The presence of these growth factors in the leukocyte deplete group is advantageous. There is evidence to suggest that both factors hasten wound healing. TGF-ß1 improves collagen synthesis and deposition whilst PDGF-AB is chemotactic to fibroblasts and encourages deposition of glycosaminoglycan and fibronectin. The presence of white cells was postulated to increase tissue breakdown and encourage leukocyte activation. One of the benefits of TGF-ß1 is its immunomodulatory function, with an ability to retard IL1-beta activity whilst also synthesizing an IL1-ß antagonist. In the presence of a leukocyte rich preparation, this may be hindered [20]. Anitua also describes reservations with the use of leukocyte rich preparations, highlighting the creation of a proinflammatory environment, which is unfavourable to successful wound healing. The study also noted a detrimental effect to the mechanical properties of fibrin scaffolds [21].


4.2.5 Applications



4.2.5.1 Osteoarthritis


Osteoarthritis (OA) of the knee and knee arthroplasty are forecast to increase in frequency until at least 2030 [22]. With some evidence suggesting sporting participation will increase in all age groups, sporting injuries are also likely to escalate [2325]. Sporting injuries are more likely to occur in the lower limb with the knee particularly prone [26], and can lead to post-traumatic OA.

PRP has been suggested as a possible adjunct to conventional treatment in OA, occupying a therapeutic middle ground between conservative management and surgery. In the example of sporting injuries, there is some evidence to suggest a role for PRP in pain reduction and the improvement of function in cartilage damage, whilst PRP may also facilitate earlier recovery in tendinopathy [27].

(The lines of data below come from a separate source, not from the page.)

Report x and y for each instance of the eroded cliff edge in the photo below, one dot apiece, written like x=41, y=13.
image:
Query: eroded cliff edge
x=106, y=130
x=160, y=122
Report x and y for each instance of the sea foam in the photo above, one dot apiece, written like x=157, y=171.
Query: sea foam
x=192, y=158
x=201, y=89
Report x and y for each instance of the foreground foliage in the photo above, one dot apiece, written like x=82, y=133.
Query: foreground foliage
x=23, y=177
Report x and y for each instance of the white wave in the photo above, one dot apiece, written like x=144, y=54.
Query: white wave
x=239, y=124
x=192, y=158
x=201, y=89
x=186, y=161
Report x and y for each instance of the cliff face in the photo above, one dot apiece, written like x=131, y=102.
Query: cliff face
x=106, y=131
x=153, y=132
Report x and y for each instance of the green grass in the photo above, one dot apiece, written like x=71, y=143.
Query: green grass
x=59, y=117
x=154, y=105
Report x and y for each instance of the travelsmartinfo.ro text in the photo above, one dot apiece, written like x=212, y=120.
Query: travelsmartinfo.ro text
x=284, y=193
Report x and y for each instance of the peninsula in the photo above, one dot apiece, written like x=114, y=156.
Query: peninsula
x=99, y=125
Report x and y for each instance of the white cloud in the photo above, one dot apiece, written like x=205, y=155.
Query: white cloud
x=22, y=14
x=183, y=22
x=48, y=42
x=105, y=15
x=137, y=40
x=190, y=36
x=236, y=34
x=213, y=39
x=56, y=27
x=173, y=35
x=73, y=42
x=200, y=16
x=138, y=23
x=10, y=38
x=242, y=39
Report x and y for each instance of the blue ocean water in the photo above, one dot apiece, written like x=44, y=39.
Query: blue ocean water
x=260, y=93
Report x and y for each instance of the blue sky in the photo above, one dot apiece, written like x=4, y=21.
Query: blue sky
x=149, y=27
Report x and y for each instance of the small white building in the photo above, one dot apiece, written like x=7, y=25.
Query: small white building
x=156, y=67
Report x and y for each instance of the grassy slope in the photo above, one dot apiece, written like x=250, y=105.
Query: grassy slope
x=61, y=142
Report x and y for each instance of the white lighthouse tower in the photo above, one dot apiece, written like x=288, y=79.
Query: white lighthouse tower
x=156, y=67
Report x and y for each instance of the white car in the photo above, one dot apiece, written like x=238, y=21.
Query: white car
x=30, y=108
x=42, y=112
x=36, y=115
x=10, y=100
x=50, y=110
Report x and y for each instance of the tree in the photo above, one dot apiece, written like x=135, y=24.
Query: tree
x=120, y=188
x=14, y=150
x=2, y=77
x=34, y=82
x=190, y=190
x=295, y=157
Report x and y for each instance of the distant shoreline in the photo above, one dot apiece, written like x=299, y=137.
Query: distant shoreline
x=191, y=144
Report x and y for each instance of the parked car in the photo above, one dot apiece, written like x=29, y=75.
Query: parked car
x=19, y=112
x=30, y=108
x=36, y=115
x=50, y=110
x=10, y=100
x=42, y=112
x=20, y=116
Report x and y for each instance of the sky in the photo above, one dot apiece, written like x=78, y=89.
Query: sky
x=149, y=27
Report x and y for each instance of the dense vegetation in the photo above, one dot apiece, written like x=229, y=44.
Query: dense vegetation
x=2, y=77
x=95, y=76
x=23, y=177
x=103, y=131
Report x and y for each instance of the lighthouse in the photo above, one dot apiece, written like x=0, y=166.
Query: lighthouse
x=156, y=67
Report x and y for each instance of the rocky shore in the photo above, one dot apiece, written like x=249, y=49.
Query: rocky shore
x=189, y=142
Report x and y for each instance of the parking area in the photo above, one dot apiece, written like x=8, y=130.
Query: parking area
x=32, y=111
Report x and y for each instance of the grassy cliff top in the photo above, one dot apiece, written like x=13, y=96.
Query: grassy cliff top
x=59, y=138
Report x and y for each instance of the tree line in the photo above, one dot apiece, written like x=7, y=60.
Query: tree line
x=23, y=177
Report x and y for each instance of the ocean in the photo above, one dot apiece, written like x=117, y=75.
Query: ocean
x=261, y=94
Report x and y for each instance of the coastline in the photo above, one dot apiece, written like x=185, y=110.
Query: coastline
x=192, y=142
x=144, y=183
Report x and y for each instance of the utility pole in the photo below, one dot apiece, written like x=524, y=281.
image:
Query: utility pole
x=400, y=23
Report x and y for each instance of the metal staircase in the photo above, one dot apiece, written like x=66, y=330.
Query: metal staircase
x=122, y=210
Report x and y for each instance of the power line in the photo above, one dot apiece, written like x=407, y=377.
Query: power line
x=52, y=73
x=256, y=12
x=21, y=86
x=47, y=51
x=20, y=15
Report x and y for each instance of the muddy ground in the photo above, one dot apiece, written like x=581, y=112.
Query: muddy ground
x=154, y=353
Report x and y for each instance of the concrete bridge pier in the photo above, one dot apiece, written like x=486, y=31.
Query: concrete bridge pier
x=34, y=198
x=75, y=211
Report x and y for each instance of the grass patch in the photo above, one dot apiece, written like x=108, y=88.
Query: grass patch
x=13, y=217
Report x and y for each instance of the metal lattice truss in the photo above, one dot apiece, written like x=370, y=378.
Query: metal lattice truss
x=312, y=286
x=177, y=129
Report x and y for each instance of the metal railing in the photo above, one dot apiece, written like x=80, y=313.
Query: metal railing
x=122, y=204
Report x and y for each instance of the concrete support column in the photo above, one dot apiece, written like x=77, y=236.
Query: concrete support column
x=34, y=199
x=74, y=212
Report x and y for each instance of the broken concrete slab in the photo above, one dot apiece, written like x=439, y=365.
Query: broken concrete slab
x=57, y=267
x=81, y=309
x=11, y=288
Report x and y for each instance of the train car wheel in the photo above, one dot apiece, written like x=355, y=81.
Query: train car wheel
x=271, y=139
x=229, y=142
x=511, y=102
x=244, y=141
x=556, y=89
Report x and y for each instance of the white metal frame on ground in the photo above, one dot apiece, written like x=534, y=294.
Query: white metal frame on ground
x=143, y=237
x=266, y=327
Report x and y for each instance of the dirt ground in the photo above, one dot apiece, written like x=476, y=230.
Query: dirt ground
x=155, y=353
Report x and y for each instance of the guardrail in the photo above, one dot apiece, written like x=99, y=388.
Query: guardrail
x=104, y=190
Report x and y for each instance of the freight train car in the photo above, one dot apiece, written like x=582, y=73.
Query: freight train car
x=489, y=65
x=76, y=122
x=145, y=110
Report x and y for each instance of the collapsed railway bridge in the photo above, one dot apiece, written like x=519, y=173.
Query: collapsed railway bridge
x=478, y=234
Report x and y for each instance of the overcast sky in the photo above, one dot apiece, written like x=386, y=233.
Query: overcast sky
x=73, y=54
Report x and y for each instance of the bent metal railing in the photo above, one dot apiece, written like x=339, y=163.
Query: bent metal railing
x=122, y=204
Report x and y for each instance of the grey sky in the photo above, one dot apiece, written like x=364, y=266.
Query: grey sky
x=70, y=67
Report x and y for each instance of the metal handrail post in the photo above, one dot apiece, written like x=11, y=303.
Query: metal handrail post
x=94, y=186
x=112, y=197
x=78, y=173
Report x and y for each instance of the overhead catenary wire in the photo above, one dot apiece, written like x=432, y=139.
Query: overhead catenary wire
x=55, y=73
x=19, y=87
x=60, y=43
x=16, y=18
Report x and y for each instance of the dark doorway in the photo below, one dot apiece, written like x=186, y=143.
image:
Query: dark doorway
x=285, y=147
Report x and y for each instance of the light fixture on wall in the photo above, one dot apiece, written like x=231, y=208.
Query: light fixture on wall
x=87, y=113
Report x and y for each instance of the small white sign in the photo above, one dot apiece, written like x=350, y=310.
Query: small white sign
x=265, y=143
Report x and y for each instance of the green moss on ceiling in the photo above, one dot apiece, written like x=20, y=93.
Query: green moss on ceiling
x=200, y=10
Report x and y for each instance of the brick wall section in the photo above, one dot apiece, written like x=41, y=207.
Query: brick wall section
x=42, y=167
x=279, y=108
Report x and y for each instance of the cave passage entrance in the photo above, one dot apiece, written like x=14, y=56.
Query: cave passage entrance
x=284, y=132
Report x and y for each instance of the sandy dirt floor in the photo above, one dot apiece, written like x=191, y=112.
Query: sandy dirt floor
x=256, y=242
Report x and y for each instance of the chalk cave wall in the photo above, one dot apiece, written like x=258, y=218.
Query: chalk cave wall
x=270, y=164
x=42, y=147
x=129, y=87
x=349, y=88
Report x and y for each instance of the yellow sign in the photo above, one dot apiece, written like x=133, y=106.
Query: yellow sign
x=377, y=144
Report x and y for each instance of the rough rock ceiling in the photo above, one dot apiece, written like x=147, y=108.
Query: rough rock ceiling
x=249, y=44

A systematic review and meta-analysis carried out by Laudy and colleagues, sought to assess the role of platelet-rich plasma in decreasing pain, improving function and preventing the progression of radiographic changes in knee OA [28]. Ten studies were analysed, of which six were randomised controlled trials (RCTs) and the others non-randomised with a high degree of bias. Eight studies compared PRP with hyaluronic acid, one compared PRP to placebo whilst the final study compared single versus double spinning. The review concluded that PRP may have a beneficial effect on both pain and function at both 6 months and a year in comparison to placebo and hyaluronic acid. The study also concludes that the application of platelet-rich plasma for knee osteoarthritis may be safe although one study by Patel et al., recorded a number of systemic adverse effects including syncope, tachycardia and dizziness in 17 from 78 patients. The symptoms were recorded in those who were subject to a higher quantity of platelets and were limited, arising in the first 30 min after injection. The symptoms were ascribed to either the higher quantity of platelets or the use of calcium chloride as an activating agent [29].


4.2.5.2 Tendinopathy


Overuse activities such as jumping or running can be the trigger for patellar tendinopathy, producing inferior pole tenderness of the patella [30, 31]. Whilst its etiology was previously ascribed to inflammation, current thought suggests that neural, mechanical or vascular triggers lead to a failed healing response. In an effort to establish the mechanism underlying the impaired response, Andia and colleagues compared healthy semitendinosus cells to tendinopathic rotator cuff cells [32]. The study concluded that PRP influences tendon healing by immunomodulatory and pain reduction pathways. At present there is no gold standard treatment for the problem but PRP’s ability to release growth factors has been advocated to encourage the healing process.

Dragoo and colleagues performed an RCT comparing PRP to dry needling in a population of patient who had failed conservative treatment [31]. From 23 patients, 13 were allocated to the dry needling group whilst 10 were allocated to the PRP group. Outcome measures were collected at 12 and 26 weeks. Results demonstrated a significant improvement in outcome scores at 12 weeks for PRP compared to dry needling p = 0.02. However, at 26 weeks, the difference between the two groups was not significant. The study concluded that PRP might have a role to play but time weakens its therapeutic value [31].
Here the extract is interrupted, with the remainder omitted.